When the box first arrived for the NH-D14 I thought my luck was in and I had been sent two by mistake! On closer inspection I found that, to my amazement, it was just one unit. The box is huge for a heatsink, measuring in at W210mm, D195mm, H232mm. Normally when we are surprised with the size of packaging it turns out to be lots of empty boxes inside, but not with the Noctua at least 80% of it is the actual heatsink box!

The heatsink comes with all the fittings needed for 775,1165 and 1366 Intel sockets plus AM2, AM2+ and AM3 sockets as well, just for good measure there is a tube of the NT-H1 thermal paste and a pair of 'Ultra Low Noise Adapters' which is pretty much a fan cable with a in-line resistor.

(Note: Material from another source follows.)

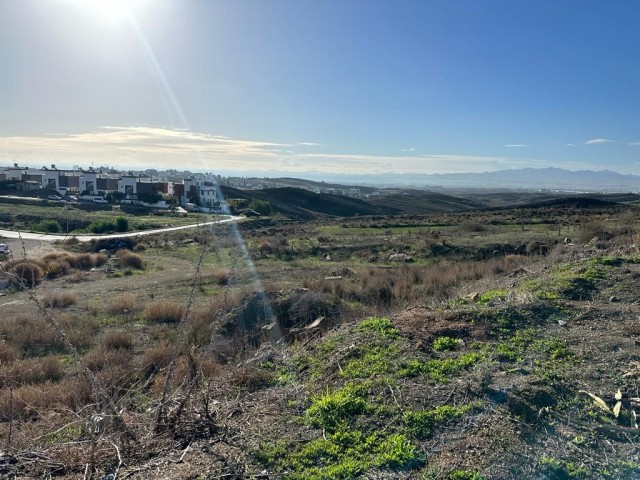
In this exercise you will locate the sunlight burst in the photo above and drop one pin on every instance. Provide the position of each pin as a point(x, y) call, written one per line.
point(112, 11)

Noctua NH-D14 Review Packaging     Noctua NH-D14 Review Packaging

It took a good 15 minutes after opening the heatsink box for me to recover my jaw from the floor. This thing is absolutely massive and is the biggest heatsink I've ever personally seen or used. Even with the massive size Noctua have managed to keep the weight down so much that even using it on a normal vertical motherboard configuration shouldn't have your prized motherboard warping under the weight. There are 6 heat pipes which are connected to both sides of the heatsink, the only way to describe it is it really does look like 2 775 heatsinks on one mounting plate linked by the 6 heatpipes.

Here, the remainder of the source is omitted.